Jak czytamy w Onecie pozew przygotowuje 12 polskich miast należących do Unii Metropolii Polskich, m.in. Poznań, Bydgoszcz, Lublin i Wrocław. Inicjatorem jest prezydent stolicy Rafał Trzaskowski, który złożenie pozwu zapowiedział w rozmowie z TOK.FM. Na razie jest on w trakcie przygotowywania - samorządy będą domagały się zwrotu kosztów, jakie musiały ponieść przy wprowadzaniu reformy edukacji.
- Jako miasto Poznań już w 2017 roku występowaliśmy do Ministerstwa Edukacji Narodowej w tej sprawie. Rok później wystąpiliśmy do premiera Mateusza Morawieckiego. Decyzja była odmowna - powiedział Onetowi Przemysław Foligowski, dyrektor Wydziału Oświaty Urzędu Miasta Poznania.
Dlatego samorządy postanowiły zjednoczyć siły i zwrotu wydatków domagać się w sądzie. - To pokaże siłę samorządów i niezgodę na wprowadzanie przez władze centralne rozmaitych rozwiązań, których koszty realne ponoszą później właśnie samorządy. Na razie jesteśmy na etapie szacowania - uzgadniamy pomiędzy samorządami, jakie kategorie wydatków będą przedmiotem naszych roszczeń - dodaje Foligowski.
Jak tłumaczy, większość wydatków to te związane ze zwalnianymi nauczycielami. A te trudno byłoby obronić w sądzie wykazując, że konkretna zmiana zatrudnienia wynikała bezpośrednio z reformy edukacji.

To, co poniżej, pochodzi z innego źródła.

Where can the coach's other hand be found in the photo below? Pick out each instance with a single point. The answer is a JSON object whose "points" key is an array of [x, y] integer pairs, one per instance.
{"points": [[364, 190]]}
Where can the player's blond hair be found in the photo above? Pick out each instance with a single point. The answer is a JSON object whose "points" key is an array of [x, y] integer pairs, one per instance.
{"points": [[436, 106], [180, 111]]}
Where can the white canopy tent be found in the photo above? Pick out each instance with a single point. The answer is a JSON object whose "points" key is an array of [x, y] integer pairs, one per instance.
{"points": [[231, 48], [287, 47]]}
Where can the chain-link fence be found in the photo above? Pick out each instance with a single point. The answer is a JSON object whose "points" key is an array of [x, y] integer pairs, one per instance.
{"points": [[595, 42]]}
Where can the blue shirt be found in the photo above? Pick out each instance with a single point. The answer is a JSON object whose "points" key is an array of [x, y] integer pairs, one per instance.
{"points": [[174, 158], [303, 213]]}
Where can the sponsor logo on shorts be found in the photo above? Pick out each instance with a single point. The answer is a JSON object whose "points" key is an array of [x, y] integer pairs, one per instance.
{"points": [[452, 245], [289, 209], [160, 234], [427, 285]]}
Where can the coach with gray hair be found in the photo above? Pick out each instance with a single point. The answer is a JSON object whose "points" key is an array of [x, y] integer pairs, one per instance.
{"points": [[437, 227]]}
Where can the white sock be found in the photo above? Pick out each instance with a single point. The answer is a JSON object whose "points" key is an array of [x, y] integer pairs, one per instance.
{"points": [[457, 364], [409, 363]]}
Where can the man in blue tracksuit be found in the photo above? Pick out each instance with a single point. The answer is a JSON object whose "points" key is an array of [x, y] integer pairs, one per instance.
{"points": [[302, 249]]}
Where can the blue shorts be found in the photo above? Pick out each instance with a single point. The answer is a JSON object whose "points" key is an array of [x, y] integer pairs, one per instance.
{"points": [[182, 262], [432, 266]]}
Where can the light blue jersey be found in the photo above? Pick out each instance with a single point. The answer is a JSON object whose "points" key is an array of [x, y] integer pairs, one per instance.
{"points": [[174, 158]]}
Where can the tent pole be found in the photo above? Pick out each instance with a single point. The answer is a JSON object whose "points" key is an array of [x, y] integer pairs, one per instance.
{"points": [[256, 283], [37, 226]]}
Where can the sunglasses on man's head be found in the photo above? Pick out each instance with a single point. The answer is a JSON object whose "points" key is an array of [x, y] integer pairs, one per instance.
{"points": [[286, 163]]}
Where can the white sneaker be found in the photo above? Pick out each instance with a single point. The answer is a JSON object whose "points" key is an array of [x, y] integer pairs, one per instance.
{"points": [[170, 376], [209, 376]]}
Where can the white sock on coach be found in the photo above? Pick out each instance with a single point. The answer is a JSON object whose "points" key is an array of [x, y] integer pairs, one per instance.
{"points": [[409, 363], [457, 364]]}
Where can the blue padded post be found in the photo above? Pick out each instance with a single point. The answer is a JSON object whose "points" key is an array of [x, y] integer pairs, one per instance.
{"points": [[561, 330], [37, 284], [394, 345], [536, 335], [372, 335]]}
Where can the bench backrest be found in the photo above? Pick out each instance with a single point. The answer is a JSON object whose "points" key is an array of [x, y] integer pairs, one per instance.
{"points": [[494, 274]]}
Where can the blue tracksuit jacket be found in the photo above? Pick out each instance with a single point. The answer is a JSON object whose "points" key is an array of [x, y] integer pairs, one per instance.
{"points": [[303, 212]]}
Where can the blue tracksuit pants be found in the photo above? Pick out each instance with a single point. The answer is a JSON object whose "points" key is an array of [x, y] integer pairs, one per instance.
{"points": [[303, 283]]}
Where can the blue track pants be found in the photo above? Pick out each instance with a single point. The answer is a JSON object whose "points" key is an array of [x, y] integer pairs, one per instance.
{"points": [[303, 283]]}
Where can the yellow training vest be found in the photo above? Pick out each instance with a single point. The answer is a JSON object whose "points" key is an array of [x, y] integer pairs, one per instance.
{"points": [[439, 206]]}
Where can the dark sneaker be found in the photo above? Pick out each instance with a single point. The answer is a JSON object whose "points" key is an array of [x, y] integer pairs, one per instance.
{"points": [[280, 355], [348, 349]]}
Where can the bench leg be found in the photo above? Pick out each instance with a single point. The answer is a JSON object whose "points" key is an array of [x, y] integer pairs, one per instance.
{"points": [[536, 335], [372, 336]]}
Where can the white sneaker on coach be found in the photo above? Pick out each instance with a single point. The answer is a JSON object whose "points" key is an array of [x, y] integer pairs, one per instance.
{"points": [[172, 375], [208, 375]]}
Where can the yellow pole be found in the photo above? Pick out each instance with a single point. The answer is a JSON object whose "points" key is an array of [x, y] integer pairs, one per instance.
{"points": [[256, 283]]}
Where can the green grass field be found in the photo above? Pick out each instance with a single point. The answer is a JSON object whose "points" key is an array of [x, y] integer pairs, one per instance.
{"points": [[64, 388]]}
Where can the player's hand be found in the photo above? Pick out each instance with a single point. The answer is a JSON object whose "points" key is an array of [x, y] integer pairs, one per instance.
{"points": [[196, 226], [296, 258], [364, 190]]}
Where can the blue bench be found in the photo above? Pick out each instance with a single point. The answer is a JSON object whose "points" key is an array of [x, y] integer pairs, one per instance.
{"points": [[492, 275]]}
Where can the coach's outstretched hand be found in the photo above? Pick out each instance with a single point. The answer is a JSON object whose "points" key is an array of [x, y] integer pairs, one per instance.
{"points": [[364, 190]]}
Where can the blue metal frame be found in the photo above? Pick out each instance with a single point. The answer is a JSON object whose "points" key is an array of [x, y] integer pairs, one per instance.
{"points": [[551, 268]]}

- Nie chcemy narazić się na podważenie. Roszczenie będzie dotyczyło wydatków, które w prosty sposób udowodnimy w materiale dowodowym. Będą to wydatki, które wiązały się z dostosowaniem budynków do nowych potrzeb, powstałych w wyniku reformy edukacji bądź ich wyposażenia w związku z przyjęciem młodszych bądź starszych roczników - wyjaśnia rozmówca Onetu.